Он снова закашлялся. Я налил еще вина и поднес ему стакан. Когда-то он перебрался в Рим из деревни парень с острым умом и ловкими руками, он сделался отличным наборщиком при типографском станке и, подобно мне, благодаря своей сноровке продвинулся в жизни гораздо дальше, чем сам ожидал. Книги его учителя оказывались в библиотеках величайших ученых Рима, в его мастерской делались гравюры с картин художников, которых нанимал сам Папа для украшения своих священных стен и потолков. Но с того же станка сходили листы с сатирами или поносные стишки, вешавшиеся на статую Пасквино вблизи площади Навона; а несколько лет тому назад некая серия гравюр показалась чересчур мирской даже наметанному взгляду Его Святейшества, и Асканио вместе с учителем испытали на себе гостеприимство римской тюрьмы, откуда оба вышли с больными легкими. Ходила даже шутка, будто они, когда нужны чернила посветлее, подмешивают в них собственную мокроту. Впрочем, посмеивались над ними вполне добродушно. В конце концов, они принялись зарабатывать на жизнь, распространяя новости, а не служа их предметом, и потому не были ни достаточно богаты, ни достаточно могущественны, чтобы долго ходить у кого-нибудь во врагах.

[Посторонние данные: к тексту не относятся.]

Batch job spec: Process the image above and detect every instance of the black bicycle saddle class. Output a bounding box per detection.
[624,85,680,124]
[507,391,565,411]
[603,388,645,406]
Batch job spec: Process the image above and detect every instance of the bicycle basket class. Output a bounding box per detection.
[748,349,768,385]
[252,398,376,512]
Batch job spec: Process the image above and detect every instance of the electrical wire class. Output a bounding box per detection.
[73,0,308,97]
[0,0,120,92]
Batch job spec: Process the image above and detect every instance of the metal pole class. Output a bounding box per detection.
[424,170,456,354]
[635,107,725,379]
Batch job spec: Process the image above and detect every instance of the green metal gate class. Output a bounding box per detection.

Боже милостивый, ты видел, что на улицах творится? Наш Рим превратился в склеп. Город пылает до самых городских стен. Проклятые варвары! Они забрали у Джанбаттисты все добро, а потом подожгли картины. Когда я видел его в последний раз, его понукали кнутом, как мула, и заставляли на своем горбу тащить свои же собственные богатства и грузить на их телеги. Тьфу! Черт бы их побрал! Повар, лежавший под сушилкой для посуды, громко всхрапнул, и на пол полетела деревянная ложка. Асканио подскочил на месте, как ошпаренный. Говорю тебе, Бучино, мы все погибнем. А знаешь, о чем говорят на улицах?